Его лицо было усеяно порезами и царапинами, более глубокие, на левой щеке, закрывал
пластырь-бабочка. Синяки расцвели на его шее и на верхней части туловища, которое было
плотно замотано киперной лентой. Я выдохнула, вздрогнув, и оставила поцелуй на его щеке,
которая пахла так знакомо, даже несмотря на антисептик. Затем, наконец, я принялась за
поиски медсестры, доктора, кого-нибудь со стетоскопом, кто мог рассказать мне о состоянии
Саймона.
Я зарегистрировалась на сестринском посту. Бенджамин всё уладил, меня внесли в
список посетителей Саймона, я могла свободно и обо всём расспросить лечащего врача. Так
как Бенджамин всё ещё был доверенным лицом Саймона, то в первую очередь учитывалось
бы его мнение, если бы пришлось принимать какое-либо решение. Я знала, что любое
решение будет принято вместе со мной, но для меня это было скорее чем-то абстрактным,
нежели тем, что может произойти в действительности.
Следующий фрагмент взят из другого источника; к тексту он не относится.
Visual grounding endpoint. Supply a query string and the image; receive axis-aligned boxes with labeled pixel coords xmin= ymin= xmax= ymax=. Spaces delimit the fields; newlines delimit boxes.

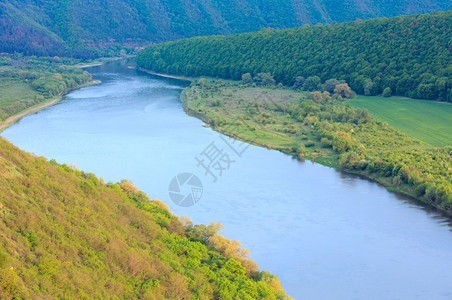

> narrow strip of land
xmin=0 ymin=80 xmax=100 ymax=132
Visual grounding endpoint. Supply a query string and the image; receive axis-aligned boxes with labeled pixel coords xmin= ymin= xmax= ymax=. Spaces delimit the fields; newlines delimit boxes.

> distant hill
xmin=0 ymin=138 xmax=287 ymax=300
xmin=137 ymin=11 xmax=452 ymax=101
xmin=0 ymin=0 xmax=452 ymax=58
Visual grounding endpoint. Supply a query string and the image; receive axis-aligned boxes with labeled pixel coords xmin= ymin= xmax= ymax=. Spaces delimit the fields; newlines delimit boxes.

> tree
xmin=242 ymin=73 xmax=253 ymax=84
xmin=383 ymin=87 xmax=392 ymax=97
xmin=303 ymin=76 xmax=321 ymax=91
xmin=254 ymin=73 xmax=276 ymax=86
xmin=292 ymin=76 xmax=306 ymax=90
xmin=323 ymin=78 xmax=340 ymax=94
xmin=334 ymin=83 xmax=352 ymax=99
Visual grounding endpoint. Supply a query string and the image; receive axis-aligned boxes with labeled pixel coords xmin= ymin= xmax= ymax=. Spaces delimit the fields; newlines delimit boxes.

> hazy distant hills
xmin=0 ymin=0 xmax=452 ymax=57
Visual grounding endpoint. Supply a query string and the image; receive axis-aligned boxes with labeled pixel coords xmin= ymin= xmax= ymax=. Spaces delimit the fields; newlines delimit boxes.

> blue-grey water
xmin=2 ymin=62 xmax=452 ymax=300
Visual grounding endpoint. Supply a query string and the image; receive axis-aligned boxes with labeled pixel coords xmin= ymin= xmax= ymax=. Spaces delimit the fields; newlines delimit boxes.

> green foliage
xmin=382 ymin=87 xmax=392 ymax=97
xmin=0 ymin=0 xmax=452 ymax=58
xmin=184 ymin=80 xmax=452 ymax=213
xmin=137 ymin=11 xmax=452 ymax=101
xmin=348 ymin=96 xmax=452 ymax=147
xmin=0 ymin=55 xmax=92 ymax=121
xmin=0 ymin=138 xmax=287 ymax=299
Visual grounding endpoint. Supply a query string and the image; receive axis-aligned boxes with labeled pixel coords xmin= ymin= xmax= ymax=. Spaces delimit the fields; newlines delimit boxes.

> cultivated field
xmin=349 ymin=96 xmax=452 ymax=147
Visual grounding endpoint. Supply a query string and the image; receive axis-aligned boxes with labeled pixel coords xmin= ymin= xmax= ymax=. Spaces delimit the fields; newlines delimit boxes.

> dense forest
xmin=0 ymin=0 xmax=452 ymax=58
xmin=137 ymin=11 xmax=452 ymax=102
xmin=0 ymin=54 xmax=92 ymax=121
xmin=0 ymin=138 xmax=287 ymax=299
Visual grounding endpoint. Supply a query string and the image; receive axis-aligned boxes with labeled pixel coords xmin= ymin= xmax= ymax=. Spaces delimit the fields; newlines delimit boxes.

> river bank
xmin=2 ymin=62 xmax=452 ymax=300
xmin=169 ymin=74 xmax=452 ymax=218
xmin=0 ymin=80 xmax=101 ymax=132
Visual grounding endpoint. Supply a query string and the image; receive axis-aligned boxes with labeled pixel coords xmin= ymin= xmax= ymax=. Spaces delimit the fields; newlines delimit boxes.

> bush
xmin=383 ymin=87 xmax=392 ymax=97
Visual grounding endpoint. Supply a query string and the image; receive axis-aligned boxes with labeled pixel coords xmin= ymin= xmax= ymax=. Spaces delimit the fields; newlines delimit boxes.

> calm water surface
xmin=2 ymin=62 xmax=452 ymax=300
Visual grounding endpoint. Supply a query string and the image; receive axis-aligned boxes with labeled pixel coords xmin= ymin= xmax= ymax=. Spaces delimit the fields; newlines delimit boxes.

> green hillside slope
xmin=0 ymin=0 xmax=452 ymax=57
xmin=0 ymin=138 xmax=286 ymax=299
xmin=137 ymin=11 xmax=452 ymax=101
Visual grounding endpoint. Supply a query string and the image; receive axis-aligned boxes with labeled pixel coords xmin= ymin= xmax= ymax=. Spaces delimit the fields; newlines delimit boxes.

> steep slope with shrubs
xmin=0 ymin=138 xmax=287 ymax=299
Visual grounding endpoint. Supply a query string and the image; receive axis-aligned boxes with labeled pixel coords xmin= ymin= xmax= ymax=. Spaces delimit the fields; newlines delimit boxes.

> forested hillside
xmin=0 ymin=54 xmax=93 ymax=122
xmin=137 ymin=11 xmax=452 ymax=101
xmin=0 ymin=138 xmax=287 ymax=299
xmin=0 ymin=0 xmax=452 ymax=58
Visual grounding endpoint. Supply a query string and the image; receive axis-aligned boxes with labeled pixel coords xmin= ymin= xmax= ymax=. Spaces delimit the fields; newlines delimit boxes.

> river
xmin=1 ymin=62 xmax=452 ymax=300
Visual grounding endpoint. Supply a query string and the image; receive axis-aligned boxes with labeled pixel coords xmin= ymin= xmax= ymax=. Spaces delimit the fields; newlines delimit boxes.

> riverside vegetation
xmin=0 ymin=138 xmax=288 ymax=299
xmin=137 ymin=11 xmax=452 ymax=214
xmin=137 ymin=11 xmax=452 ymax=102
xmin=182 ymin=74 xmax=452 ymax=214
xmin=0 ymin=0 xmax=452 ymax=58
xmin=0 ymin=54 xmax=92 ymax=122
Я поговорила с лечащим врачом, он более подробно объяснил мне то, что я уже
слышала от Бенджамина. Они ждали результатов последней магнитно-резонансной
томографии. Этим утром Саймон периодически просыпался, поэтому доктор разрешил мне
остаться с ним, а как только результаты будут готовы, доктор меня найдёт.
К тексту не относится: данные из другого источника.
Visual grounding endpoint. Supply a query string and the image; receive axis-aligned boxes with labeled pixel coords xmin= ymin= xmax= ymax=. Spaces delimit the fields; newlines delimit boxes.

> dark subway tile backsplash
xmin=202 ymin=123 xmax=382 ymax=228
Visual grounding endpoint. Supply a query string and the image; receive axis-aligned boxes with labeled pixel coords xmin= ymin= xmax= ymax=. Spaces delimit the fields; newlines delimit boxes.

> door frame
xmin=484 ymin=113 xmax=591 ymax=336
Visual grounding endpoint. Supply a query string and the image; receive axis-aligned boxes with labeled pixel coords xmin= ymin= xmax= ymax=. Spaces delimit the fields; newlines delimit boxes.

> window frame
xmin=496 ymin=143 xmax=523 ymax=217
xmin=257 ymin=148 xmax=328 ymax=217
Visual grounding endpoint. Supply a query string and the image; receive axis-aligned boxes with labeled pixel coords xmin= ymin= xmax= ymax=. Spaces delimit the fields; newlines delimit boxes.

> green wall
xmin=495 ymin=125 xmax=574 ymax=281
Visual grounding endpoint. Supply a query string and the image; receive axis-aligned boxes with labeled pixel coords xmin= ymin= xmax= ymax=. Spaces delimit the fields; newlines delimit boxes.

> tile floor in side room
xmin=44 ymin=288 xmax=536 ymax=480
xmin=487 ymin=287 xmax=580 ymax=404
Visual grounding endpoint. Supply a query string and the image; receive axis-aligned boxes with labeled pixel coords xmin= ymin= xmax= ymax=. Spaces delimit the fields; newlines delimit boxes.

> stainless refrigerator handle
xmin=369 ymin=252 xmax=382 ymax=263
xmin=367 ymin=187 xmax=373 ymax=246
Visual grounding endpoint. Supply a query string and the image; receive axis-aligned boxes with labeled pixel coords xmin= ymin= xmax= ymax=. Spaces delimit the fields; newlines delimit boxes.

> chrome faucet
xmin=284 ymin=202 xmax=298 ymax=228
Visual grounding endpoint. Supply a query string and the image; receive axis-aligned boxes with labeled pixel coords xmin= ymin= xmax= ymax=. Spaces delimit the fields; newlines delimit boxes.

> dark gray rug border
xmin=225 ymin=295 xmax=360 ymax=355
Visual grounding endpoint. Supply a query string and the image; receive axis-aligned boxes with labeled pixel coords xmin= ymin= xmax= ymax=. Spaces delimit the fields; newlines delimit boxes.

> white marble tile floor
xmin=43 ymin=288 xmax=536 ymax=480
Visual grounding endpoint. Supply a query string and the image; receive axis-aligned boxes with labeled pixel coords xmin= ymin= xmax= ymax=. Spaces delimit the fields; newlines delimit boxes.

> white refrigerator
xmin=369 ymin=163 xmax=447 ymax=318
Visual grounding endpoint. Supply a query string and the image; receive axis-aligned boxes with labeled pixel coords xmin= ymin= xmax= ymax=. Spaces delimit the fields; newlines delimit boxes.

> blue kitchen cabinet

Я так и поступила: позвонила Бенджамину, устроила свой чемодан на полу, села на
стул у кровати Саймона и стала наблюдать за тем, как он спал. Я взяла его за руку, снова
восхищаясь, какие у него длинные пальцы, красивые, сильные руки. Кончиками пальцев я
рассеянно гладила его руку, его ресницы немного затрепетали. Видел ли он сны? Интересно,
о чём? Может о той фотографии, которую он пытался сделать до того, как упал…
Пока меня обуревали эти беспорядочные мысли, я вдруг почувствовала, как он сжал
мою руку, как делал это уже тысячу раз. Мой взгляд метнулся от наших рук к его лицу, его
сапфировые глаза были открыты. Он несколько раз моргнул.
– Привет, – прошептала я, его взгляд рассеянно пробежался по комнате, и, наконец,
остановился на мне.
– Привет, малышка, – прошептал он, и мои глаза защипало от слёз. “Привет” и
“малышка” теперь официально являются самыми прекрасными словами в английском языке.
– Классно выглядишь. – Добавьте ещё два слова к вышеперечисленному списку.
– Я позову медсестру, – сказала я, потянувшись к кнопке вызова персонала.
– Я так рад, что ты здесь, – пробормотал он и отключился ещё до того, как медсестра
успела встать со своего стула. Но это была нормальная реакция в его состоянии.
Весь тот день и ночь Саймон то просыпался, то снова засыпал. Результаты последней
томографии показали, что, несмотря на то, что у него было довольно сильное сотрясение,
серьёзных последствий не будет. Бенджамин тоже пообщался с врачом и договорился о том,
что я останусь с Саймоном в больнице до его выписки.
Около трёх утра Саймон стал просыпаться уже по-настоящему, но этому
предшествовали самые забавные двадцать минут моей жизни. Долбёжник под действием
седативных препаратов затмил все виденные мною до этого шоу. Всё началось с:
– Привет, Кэролайн. Я тебе когда-нибудь говорил, как сильно я тебя люблю?
– Ты всё время об этом говоришь, малыш. Я всегда рада твоим признаниям.
– Я буду говорить тебе об этом чаще.